I like this proposed system, and the one other person who has seen it so far (Conman Sean) likes it too. But at the same time, I can definitely hear a voice in the back of my head screaming "this is hugely over-engineered, we don't need it and you only like it because you're pleased with yourself about how nicely the two-digit codes degrade into one-digit codes".

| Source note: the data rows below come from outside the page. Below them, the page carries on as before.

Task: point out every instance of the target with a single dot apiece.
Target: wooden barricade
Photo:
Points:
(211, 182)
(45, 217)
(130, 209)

The voice is right that I'm pleased as punch with the whole idea of having a functioning one-digit status code system embedded inside a two-digit status code system. I think this is a very cool idea and I'd like to see it used more widely, in non-Gemini contexts. But just because it is a very cool idea doesn't necessarily mean it's the right idea for Gemini. I worry that, at least in this case, the extra power of the two-digit system is enough to justify its weight. Consider:
The single digit codes 1 and 2 are not expanded upon at all in the two-digit system. The single digit code 3 is expanded into only two two-digit codes, 30 and 31. The arguments for including a temporary redirect are pretty flimsy - in fact, the only reason explicit temporary and permanent redirects are in there is because it was the first example I thought of where a two-digit scheme could degrade to a one-digit scheme in a totally compatible way. We could probably do without this and then fully half of the one-digit codes are not expanded upon at all, leading us seriously into "why bother?" territory.
The one really compelling reason I can come up with for all the 4x and 5x two-digit codes is that if we tried to go without them and just served up 4 and 5 with the particular error explained in the header, then clients are only going to receive an explanation of what actually happened in whatever human language was spoken by the person who wrote the server. Numeric codes, in contrast, allow clients to present translations of the particular error into whatever language the user would prefer. That's not at all an inconsequential thing for a system that one wants to see widely used, and argues strongly for having distinct status codes for at least the most meaningfully distinct conditions.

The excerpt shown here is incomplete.